Former federal finance minister Bill Morneau is standing up for the Canadian Pension Plan, calling it a uniquely successful investment organization that won’t be easily recreated by the Alberta provincial government if it’s successful in its attempt to leave the federal plan.
Speaking at the Portfolio Management Association of Canada’s national conference last week, he said Canadians don’t realize how ideally the CPP is regarded by other countries. “There are so few institutions that we can point to in the country that have been sustainably successful and the CPP is one of them. It’s proven itself over a long period of time.”
In terms of challenges related to Alberta’s potential exit of the CPP, Morneau cited replicating its performance, the transition costs and the need to negotiate global arrangements.

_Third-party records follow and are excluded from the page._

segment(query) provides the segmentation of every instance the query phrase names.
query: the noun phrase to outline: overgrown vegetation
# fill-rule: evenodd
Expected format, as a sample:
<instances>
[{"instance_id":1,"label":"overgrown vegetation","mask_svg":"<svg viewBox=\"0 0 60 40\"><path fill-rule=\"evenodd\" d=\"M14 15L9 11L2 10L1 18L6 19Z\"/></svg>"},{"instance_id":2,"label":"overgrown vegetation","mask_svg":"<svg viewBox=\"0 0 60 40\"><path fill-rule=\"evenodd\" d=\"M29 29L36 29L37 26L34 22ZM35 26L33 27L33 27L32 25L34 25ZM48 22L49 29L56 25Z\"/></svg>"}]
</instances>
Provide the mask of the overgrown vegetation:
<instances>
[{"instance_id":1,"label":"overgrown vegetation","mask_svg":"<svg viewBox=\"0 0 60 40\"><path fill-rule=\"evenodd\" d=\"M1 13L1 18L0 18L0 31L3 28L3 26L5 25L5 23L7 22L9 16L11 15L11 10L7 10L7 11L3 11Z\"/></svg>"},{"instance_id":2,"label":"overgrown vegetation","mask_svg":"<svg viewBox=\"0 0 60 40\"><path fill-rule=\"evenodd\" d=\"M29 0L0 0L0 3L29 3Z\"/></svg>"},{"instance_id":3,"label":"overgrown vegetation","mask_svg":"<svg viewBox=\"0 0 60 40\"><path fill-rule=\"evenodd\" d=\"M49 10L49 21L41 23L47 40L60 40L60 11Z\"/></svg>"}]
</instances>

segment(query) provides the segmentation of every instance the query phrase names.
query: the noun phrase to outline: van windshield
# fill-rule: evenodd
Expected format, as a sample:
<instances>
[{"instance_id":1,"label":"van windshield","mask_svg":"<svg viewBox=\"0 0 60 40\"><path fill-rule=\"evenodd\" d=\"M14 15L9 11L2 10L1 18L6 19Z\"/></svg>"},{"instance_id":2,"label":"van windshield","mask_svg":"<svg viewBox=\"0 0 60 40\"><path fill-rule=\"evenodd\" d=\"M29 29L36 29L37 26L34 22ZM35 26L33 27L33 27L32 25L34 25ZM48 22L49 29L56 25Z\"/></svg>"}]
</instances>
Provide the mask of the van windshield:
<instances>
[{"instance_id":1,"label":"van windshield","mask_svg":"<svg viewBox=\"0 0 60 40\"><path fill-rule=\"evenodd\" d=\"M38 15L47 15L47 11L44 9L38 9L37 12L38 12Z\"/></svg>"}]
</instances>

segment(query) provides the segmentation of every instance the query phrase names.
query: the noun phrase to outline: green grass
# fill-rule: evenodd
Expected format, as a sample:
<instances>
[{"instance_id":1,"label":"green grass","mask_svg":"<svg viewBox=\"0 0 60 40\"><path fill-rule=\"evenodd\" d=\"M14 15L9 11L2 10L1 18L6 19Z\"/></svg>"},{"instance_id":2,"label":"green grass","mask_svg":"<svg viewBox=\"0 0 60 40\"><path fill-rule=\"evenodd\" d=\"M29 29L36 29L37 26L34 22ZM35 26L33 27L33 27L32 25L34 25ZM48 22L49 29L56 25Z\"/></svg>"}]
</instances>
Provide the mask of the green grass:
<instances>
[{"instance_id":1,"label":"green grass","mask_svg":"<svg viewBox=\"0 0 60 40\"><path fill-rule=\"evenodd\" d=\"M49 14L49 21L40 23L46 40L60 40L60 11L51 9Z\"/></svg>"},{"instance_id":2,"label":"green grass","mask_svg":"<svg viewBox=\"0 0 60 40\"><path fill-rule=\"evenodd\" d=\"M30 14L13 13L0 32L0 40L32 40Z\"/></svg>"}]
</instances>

After releasing a third-party report estimating Alberta could be entitled to $334 billion — or about 53 per cent — in September, Premier Danielle Smith’s government said it could hold a provincial referendum as early as 2025 on its decision to quit the CPP. The province would have to provide a three years’ written notice to the federal government on its intention to leave.
The dispute around Alberta and the CPP is creating a problem instead of dealing with the real concern the Western province has with the federal government, which is the country’s energy policy, said Morneau. “That requires a more open mind for the federal government and coming to the table to talk about policy that’s more likely to be sustainable given the different constituents that we have.”